百貨店の東には、約500mに約150本の桜が植わる並木通がある。
周辺店舗でつくった組織「桜ストリート連絡協議会」(お堅いネーミングだな)が満を持して本番の春を迎える。
駅や店先、遊歩道のベンチ、街角を桜色に。最近の造花は本物と見まごうほどで遜色がない。
もとからここに生えていましたよ? とばかりに立体的に枝を配置し、特設あずまやにいたっては秘密の花園のよう。
ソメイヨシノがつぼみの時季でも、通行人の目を引く格好のフォトスポットとなっている。
五葉百貨店、春のウィンドウディスプレイ「だれもが一輪の花 ~あたらしい自分と出かけよう~」 。
屋外ではないため、こちらはみずみずしく繊細な本物を使用する。フラワーアーティストと綿密な打ち合わせを重ね、構想を練った。
新生活をイメージし、白と黄緑の花で家具やカーテンを彩るインテリアのウィンドウ。絵本スイミーのごとく、花でジャイアントフラワーをかたどり、マネキンが妖精にみえるファッションウィンドウ。花畑にて小人たちがいちごロールケーキをつくる、ノスタルジックな食品部門ディスプレイ。アウトドアテーマでは、ブーツや鍋に花を投げ入れた演出を。
企画段階でもウキウキしたが、かたちになると想像以上の華やかさ。こまかいところまで観察したくなるつくりだ。
生花を扱うリスクは承知の上。長持ちする専用液を使い、なるべく新鮮さをキープする。ゆくゆくはドライフラワーとして販売し、ムダにしない計画だった。
ところが、想定外のアクシデントが発生。
照明の影響で温度が上がり、思ったよりずっと早くしおれる事態に。急きょ、ライトを白熱球からLEDに変更。デザイナーに許可をとり、花材を再手配したり交換したりとバタバタに。大量廃棄の可能性も出てきた。
ナイトマーケットと同じ轍を踏まぬよう、桜フェスはロハス仕様にシフトチェンジ。
リユース食器を200円で購入してもらい、マイボトルやマイ箸、器を持参したお客さまには、桜ラングドシャをプレゼント。

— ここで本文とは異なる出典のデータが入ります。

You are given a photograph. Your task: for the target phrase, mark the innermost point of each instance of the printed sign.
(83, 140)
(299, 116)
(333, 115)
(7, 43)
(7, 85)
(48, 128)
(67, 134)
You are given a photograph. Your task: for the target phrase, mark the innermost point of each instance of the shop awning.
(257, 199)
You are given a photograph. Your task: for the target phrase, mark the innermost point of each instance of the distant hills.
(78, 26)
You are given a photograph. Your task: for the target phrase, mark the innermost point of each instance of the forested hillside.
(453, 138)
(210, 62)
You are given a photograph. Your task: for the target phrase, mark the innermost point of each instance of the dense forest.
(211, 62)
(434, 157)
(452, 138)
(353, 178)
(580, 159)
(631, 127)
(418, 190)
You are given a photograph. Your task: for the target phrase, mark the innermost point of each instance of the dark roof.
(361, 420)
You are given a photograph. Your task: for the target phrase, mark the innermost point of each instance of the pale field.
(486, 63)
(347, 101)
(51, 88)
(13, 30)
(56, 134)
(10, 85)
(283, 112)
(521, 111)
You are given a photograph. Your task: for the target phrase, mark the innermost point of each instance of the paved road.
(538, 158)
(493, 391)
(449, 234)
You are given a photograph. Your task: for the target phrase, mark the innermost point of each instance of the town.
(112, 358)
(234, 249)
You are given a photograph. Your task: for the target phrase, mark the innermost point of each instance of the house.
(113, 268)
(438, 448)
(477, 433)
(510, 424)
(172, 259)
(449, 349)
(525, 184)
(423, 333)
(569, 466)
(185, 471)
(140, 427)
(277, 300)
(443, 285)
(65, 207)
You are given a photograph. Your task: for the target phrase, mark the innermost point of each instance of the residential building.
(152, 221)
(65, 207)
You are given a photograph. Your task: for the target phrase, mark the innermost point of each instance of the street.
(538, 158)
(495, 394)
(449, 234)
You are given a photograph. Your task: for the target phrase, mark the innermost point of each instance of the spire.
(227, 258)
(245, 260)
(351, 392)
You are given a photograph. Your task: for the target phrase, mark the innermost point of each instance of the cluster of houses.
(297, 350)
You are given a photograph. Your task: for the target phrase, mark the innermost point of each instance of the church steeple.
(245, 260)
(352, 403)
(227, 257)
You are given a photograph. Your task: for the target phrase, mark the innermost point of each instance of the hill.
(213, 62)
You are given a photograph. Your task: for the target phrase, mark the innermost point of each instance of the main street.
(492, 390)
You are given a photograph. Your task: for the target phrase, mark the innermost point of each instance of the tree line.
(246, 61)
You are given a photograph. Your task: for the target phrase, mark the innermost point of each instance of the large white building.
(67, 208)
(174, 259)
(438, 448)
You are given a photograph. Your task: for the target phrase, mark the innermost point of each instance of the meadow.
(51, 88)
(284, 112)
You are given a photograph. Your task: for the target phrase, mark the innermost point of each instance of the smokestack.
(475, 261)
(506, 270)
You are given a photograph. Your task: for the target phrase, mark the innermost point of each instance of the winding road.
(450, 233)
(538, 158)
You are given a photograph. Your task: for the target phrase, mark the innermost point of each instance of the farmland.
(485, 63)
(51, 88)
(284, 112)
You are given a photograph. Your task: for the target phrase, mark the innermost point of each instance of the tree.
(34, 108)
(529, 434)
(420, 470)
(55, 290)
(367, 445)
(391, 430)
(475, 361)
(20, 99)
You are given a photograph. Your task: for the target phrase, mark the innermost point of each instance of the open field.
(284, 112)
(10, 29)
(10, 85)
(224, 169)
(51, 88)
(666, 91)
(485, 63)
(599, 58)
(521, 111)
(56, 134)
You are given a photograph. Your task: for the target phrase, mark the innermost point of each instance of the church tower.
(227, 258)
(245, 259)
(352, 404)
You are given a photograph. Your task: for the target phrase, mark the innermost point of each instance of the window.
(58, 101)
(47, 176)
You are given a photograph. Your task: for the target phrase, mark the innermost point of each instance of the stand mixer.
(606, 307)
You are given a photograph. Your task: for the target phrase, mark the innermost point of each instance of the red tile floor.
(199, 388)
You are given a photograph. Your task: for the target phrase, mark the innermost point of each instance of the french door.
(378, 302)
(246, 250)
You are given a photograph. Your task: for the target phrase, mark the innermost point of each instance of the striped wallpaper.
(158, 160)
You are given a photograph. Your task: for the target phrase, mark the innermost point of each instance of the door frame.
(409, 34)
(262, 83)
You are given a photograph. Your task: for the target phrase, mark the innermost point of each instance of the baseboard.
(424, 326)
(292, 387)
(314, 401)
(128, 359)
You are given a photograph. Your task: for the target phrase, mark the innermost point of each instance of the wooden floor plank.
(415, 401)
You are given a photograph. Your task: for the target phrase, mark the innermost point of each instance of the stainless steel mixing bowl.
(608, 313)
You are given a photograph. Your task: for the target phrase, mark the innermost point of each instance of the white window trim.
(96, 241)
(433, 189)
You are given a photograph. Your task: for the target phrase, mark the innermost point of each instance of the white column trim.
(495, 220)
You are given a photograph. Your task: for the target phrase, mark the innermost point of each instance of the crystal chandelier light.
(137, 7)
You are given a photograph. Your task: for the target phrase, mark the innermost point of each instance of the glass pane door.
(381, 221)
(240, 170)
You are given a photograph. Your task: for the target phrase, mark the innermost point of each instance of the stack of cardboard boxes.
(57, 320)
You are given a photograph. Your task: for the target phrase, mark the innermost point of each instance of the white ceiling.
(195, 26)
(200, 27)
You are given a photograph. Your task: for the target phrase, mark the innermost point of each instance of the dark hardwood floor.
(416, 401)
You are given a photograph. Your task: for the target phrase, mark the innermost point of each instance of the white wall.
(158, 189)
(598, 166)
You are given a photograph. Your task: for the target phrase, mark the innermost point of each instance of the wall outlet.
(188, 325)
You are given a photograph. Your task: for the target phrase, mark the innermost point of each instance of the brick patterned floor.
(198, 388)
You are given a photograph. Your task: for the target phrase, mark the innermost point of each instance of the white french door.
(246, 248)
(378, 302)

主導したデパートがSDGsに逆行するわけにはいかない。
救いの手は、思わぬところから差し伸べられた。花でコサージュをつくってはどうかと、コンシェルジュから提案があったのだ。
包装資材部にあった中途半端な長さのリボンを活用し、クリップでまとめる。紙袋のハンドルにつけ、お客さまにお渡しする。
「榎本さんには大事なことを教わったので。みなさんにもご迷惑をおかけしたし」
口を開けば不平不満。チームの士気を下げる、三島陽子はいわば問題児だった。すこしはお返しできたでしょうか、とぎこちなくほほえむ姿が涙腺を直撃。
「ホレホレ、泣いてないで手え動かす。花歩の得意分野でしょ」
ありさに肘で小突かれ、深呼吸。コンシェルジュ部隊も加わり、皆でせっせとミニブーケをこしらえる。
「花とグリーンを使って、リボンも含め3色以内にしてください。まとまりが出るので」
スワッグづくりが楽しくて、美絵のハーブアレンジメントレッスンにちょくちょく参加していた。なにが役立つかわからない。
一体感がいいなあ、やっぱりこの仕事が好きだな。
トラブルで結束力が増した気がした。
ひとつとして同じものはない、手のひらサイズの贈り物。 狙ったわけではなかったが、テーマとも合致していた。
「コサージュまだ配ってますか?」とコンシェルジュに問い合わせがあったり、「五葉のおもてなし、粋だね。さすが御用聞き」とSNSで話題になったり。まさに怪我の功名だった。
「おつかれさまです。ひと足早い花見といきますか」
七生が差し入れてくれたのは、ヒナタボコのわがままランチBOX・桜フェス限定版。
手羽元のチューリップ唐揚げ、目玉焼きのせナポリタン、いちごと生ハムのバケットサンド、レーズン入りキャロットラぺ、タコと新じゃがのジェノベーゼソース和え。
デザートは、シンプルに米粉を蒸したおだんごに、やさしい甘さの桜あん、白大豆あん、抹茶あんをのせてキュートに。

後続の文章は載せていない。